The quality of hashes is an advanced topic and very much beyond the scope of this course. Therefore, we will rely on a boost library. Boost is a commonly used set of libraries offering more niche functionality than the standard library. Also, it serves as an incubator for features that can later make it into the standard library.
I have set up the homework environment so you can access the boost libraries as long you have the corresponding dependency in the BUILD file. For example, for boost::hash_combine, the dependency is @boost//:container_hash.
The second limitation of std::unordered_map relates to the structure. Since the location of the key-value pair in the internal storage of std::unoredered_map depends on the value of the key, we cannot mutate the key in place.
Finally, because the order of elements in a std::unordered_map is based on the storage and hash function implementation details, we should never rely on the actual order of elements.
std::unordered_set
The standard library also offers a std::unordered_set. This container behaves like a std::unordered_map with a similar API; however, it only stores keys and no mapped values. This is handy when we need an O(1) lookup, for example, to check whether a given key was already processed.
std::map, std::set
The unordered prefix might point you to the existence of ordered associative containers. These offer identical APIs to the unordered containers; however, instead of being hash-based, they store their keys sorted and stored in a tree structure. This leads to O(log(n)) complexity for the operations where unordered containers offer O(1) complexity.
Ordered containers should be avoided unless you explicitly require the order of elements to be always sorted.
Specialized containers
Two more specialized containers are std::deque - a double-ended queue and std::list - a doubly-linked list.
The double-ended queue is convenient for scenarios when we require an unbounded queue.
The doubly-linked list provides a convenient element splicing and re-ordering in O(1).
Container adapters
The std::stack, std::queue and std::priority_queue are container adapters. Container adapters wrap an existing container with a specialized interface.

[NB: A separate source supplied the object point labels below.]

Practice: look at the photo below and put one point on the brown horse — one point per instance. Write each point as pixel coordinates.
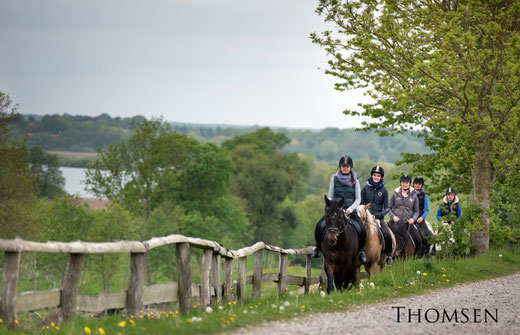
(339, 248)
(373, 246)
(406, 245)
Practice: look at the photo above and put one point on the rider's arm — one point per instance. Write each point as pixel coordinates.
(391, 204)
(358, 198)
(415, 209)
(426, 207)
(331, 188)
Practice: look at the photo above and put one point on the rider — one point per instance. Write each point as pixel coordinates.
(344, 184)
(424, 208)
(375, 193)
(449, 204)
(403, 206)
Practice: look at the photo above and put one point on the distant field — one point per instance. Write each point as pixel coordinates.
(73, 154)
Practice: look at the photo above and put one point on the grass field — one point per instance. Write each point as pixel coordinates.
(401, 280)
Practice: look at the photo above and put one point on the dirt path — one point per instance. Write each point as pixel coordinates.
(476, 306)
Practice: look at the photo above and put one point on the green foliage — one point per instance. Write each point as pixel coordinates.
(17, 192)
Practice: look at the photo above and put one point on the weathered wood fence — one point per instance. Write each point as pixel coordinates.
(210, 290)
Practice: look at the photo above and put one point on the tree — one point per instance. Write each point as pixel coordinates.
(451, 68)
(46, 170)
(17, 192)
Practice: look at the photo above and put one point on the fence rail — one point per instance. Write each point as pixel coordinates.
(215, 259)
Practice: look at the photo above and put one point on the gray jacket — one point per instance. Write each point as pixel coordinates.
(404, 207)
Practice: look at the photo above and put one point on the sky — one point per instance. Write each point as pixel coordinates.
(232, 62)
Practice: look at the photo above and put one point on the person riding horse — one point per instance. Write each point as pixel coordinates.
(404, 208)
(375, 194)
(344, 184)
(424, 209)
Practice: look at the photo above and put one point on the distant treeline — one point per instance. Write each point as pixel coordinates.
(87, 134)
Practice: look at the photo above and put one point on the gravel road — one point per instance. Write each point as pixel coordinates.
(465, 309)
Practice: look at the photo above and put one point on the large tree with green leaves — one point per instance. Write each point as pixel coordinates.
(451, 68)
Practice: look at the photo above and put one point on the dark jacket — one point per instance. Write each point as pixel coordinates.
(404, 207)
(378, 199)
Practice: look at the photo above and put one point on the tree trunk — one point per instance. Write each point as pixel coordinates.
(481, 194)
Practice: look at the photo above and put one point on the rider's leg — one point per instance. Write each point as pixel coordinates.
(318, 235)
(389, 243)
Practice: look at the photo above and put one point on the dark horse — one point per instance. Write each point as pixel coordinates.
(408, 242)
(339, 248)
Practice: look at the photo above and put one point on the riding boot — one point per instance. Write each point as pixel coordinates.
(318, 236)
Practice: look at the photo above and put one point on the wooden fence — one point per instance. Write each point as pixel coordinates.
(209, 291)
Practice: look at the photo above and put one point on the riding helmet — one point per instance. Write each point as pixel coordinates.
(418, 180)
(378, 169)
(346, 160)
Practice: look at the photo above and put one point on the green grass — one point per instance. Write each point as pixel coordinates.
(394, 282)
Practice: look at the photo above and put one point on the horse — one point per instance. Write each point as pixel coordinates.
(339, 248)
(406, 245)
(373, 246)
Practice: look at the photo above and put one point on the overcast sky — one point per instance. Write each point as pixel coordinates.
(238, 62)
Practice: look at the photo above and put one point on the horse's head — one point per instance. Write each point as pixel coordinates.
(334, 219)
(364, 214)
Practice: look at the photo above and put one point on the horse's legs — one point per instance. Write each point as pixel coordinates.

The main benefit of container adapters is that they communicate the intention and strictly maintain the invariants of the respective structure.
The std::queue and std::stack model the respective FIFO and LIFO data structures.
The std::priority_queue models a priority queue with O(log(n)) operation complexity and can offer better performance than std::set for “always sorted” scenarios that do not require iteration over elements.
Plenty more in the standard library
As I mentioned in the beginning, the standard library is vast. In the next lesson, we will discuss another big chunk of the standard library, the algorithms.
While we will cover some additional topics in later lessons, many of the topics will remain for your study:
memory management
error handling
regular expressions
concurrency
metaprogramming
localization
utilities
Take your time and explore the available facilities on cppreference.com.
Homework
Because the standard library opens up the possibilities, this lesson will introduce a jump in homework complexity. You will need to take the time and research which tools to use from the standard library; often, the exact functions or types might not have been mentioned during the lesson (but will always be adjacent to what we talked about).
The template repository with homework for this lesson is here: https://github.com/HappyCerberus/daily-bite-course-05.
As with all homework, you will need VSCode and Docker installed on your machine and follow the instructions from the first lesson.
The goal is to make all tests pass as described in the readme file.